That plan includes directing all after-school student traffic to turn right out of Effingham County High on 119 toward Springfield for the next several days. School bus traffic heading toward Guyton will be allowed to turn left and be escorted by state troopers and ECSO deputies.


The after-school plan factors in the differences between the morning and afternoon traffic flows. Whereas cars arrive on campus at different times before school, they leave en masse when school lets out for the day.


“In the mornings, we have a trickle-effect of buses and parents coming into school,” Ford said, “whereas (in the afternoon) you’re going to release 3,000 kids between middle school, high school and a couple elementary schools that we feed from with our buses.”


Schools throughout the district reported having a hectic but typical first day, Superintendent Randy Shearouse said.
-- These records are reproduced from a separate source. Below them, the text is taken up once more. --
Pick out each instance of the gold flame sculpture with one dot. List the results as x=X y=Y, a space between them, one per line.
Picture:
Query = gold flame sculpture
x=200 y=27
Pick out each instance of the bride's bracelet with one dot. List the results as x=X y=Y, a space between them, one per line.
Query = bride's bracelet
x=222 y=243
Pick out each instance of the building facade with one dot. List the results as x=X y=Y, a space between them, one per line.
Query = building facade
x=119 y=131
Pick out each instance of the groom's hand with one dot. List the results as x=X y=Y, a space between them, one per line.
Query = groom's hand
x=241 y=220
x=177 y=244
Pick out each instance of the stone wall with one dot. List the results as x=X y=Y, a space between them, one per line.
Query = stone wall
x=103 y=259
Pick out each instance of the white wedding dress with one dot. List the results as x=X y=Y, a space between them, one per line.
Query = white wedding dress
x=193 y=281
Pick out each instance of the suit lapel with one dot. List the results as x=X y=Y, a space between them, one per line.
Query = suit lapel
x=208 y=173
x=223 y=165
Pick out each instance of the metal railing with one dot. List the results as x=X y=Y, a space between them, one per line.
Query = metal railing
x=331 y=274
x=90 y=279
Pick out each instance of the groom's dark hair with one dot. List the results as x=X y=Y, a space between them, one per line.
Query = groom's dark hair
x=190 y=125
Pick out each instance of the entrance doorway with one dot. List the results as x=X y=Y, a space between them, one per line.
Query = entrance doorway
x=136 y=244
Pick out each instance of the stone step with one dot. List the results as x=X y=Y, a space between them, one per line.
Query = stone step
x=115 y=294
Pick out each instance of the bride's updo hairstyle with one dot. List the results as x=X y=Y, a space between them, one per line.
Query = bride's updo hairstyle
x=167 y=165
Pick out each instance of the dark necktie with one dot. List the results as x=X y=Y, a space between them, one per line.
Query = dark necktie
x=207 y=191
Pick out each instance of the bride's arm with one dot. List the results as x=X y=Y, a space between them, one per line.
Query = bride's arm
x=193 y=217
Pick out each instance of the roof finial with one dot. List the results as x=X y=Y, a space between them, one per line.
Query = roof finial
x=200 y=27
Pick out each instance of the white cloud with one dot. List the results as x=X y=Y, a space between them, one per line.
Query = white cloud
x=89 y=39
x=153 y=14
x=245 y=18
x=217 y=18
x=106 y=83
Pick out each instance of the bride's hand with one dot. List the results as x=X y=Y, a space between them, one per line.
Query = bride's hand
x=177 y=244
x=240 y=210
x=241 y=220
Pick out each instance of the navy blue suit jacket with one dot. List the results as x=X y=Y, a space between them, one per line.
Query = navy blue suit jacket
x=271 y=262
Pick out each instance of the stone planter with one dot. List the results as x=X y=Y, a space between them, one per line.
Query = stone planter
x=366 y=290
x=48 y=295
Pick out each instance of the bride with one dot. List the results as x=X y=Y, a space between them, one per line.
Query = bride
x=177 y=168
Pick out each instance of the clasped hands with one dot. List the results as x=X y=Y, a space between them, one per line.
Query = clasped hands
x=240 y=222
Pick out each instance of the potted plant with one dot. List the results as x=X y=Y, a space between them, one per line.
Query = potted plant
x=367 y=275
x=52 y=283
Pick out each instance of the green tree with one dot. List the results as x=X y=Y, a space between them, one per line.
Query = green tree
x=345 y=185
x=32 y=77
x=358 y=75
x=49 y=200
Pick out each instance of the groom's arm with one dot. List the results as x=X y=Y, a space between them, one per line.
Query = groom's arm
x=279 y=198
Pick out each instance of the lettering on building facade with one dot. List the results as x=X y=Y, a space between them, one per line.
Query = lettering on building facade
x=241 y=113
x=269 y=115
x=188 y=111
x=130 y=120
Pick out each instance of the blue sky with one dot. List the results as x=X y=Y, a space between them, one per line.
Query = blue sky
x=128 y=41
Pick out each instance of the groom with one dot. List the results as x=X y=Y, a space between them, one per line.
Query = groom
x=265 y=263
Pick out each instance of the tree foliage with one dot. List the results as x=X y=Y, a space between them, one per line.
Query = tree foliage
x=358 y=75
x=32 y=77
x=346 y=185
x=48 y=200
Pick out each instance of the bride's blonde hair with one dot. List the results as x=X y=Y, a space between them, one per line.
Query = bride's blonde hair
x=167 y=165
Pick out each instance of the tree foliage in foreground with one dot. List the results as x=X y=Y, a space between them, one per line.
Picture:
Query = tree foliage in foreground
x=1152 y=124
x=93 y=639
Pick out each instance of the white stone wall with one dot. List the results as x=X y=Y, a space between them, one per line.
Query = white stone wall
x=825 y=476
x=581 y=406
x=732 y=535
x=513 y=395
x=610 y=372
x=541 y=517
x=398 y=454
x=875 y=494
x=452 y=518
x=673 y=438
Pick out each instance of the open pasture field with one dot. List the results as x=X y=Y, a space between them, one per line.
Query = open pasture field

Enrollment on the first day this year is comparable to the first day last year, with about 11,000 students enrolled in Effingham County’s 13 public schools.


“It was certainly a good first day by all accounts,” Shearouse said.


While drivers going in and out of ECHS and ECMS worried about traffic, the elementary-schoolers had their own first-day concerns. Michael Freeman, 4, sat in the Rincon Elementary lobby with his mother Leslie Heller, waiting for the first bell to ring, and he had a thought that bolted him upright.


“We forgot the things to write my name with,” the pre-kindergartener said.


“No, they’re in here,” his mother said, patting a book bag nearly the size of Michael.